Propane tanks and docks are anchored and chained down so they don't float away. Ornamental shrubs and some trees stand crusty, brown and dead in inundated yards.
Mud, mold, gnats, mosquitoes and raccoons now inhabit the weekend cabins, full-time homes and trailers that sit along an old oxbow of the Missouri River.
"It's a sad situation," Brainard said, as he motored down a flooded roadway. "I don't think people realize how bad it is. They think the flood's over."
Brainard, a resolute 68-year-old carpet salesman, has been riding out the flood of 2011 with his wife, daughter and nine yapping lap dogs on the only dry land left in Harbor 671.
The development owes its name to its location 671 miles from the Missouri River's mouth at St. Louis. But the half-block-long patch of bug-infested high ground where he lives has lately become known as "Brainard's Island."
"They call me the tour guide," said Brainard, for the frequent boat rides he gives residents to check on their now-flooded properties.
About half of the 48 dwellings, and many garages and storage sheds, have standing water in them. Others, including Brainard's $200,000 home, have damaged floors, carpeting and drywall from seepage.
The water has been slowly receding and is down a few inches from its peak on July 22. But much of the damage remains hidden.
"Nobody has any idea what's going to be under this water. We already know it's going to be mud, we just don't know how deep," Brainard said. He guessed 6 inches to 2 feet.
As he slowly boated past each flooded dwelling, he pointed and predicted its fate.
That one, with water up to its windows, will probably have to be torn down. Another, sitting higher, might be saved. The next one is scheduled for demolition — the owners have already bought a place in town. Another, owned by a 70-year-old widow who sunk her life savings into it, is a total loss.

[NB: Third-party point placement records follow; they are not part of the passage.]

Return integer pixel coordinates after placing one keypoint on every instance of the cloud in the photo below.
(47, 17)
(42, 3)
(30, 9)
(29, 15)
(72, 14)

Few people have flood insurance. Brainard said newer cabins and homes were built one foot higher than the 100-year flood level, with the expectation that they'd never get wet.
While his neighbors packed their valuables and fled in early June, Brainard stayed behind with his wife, Kathy, a daughter Kellie, and nine Havenese and Coton dogs. They moved to a neighbor's cabin, the only dwelling still hooked up to electricity.
They communicate via cellphones, and Kathy posts pictures on Facebook to inform neighbors. The sheriff calls about once a week to check on the family.
Brainard has strung extension cords to his house next door to power the air conditioner and a maze of fans and portable pumps. It's a 24/7 fight to stave off the seeping, smelly water and the onset of mold.
It's been a mostly losing battle in Harbor 671.
One nearby home, a custom-built A-frame, has splotches of grey-green mold that have crawled six feet up the walls, despite Brainard's applications of Clorox and Pine-Sol.
"I just treated this two weeks ago and look at how bad the mold is," he said. "This drywall will all have to be torn up."
It's eerily quiet in the A-frame, a showplace of custom-made cabinets, furniture and woodwork. The home has been sitting in muddy water for weeks. Every so often, a loud bubbling noise comes from a spot near the huge picture windows, signaling a seep hole for the floodwaters.
A couple of doors down, Brainard anchors his speedboat in a flooded driveway and wades through 18 inches of water to enter a home he had been renovating for resale.
Floodwaters have retreated somewhat, leaving a stale and musty smell and a slick coating of muck, spotted with raccoon tracks.
The walls are a skeleton of wooden studs. Brainard and some buddies have cut away the drywall and stripped out the pink insulation about two feet up the walls.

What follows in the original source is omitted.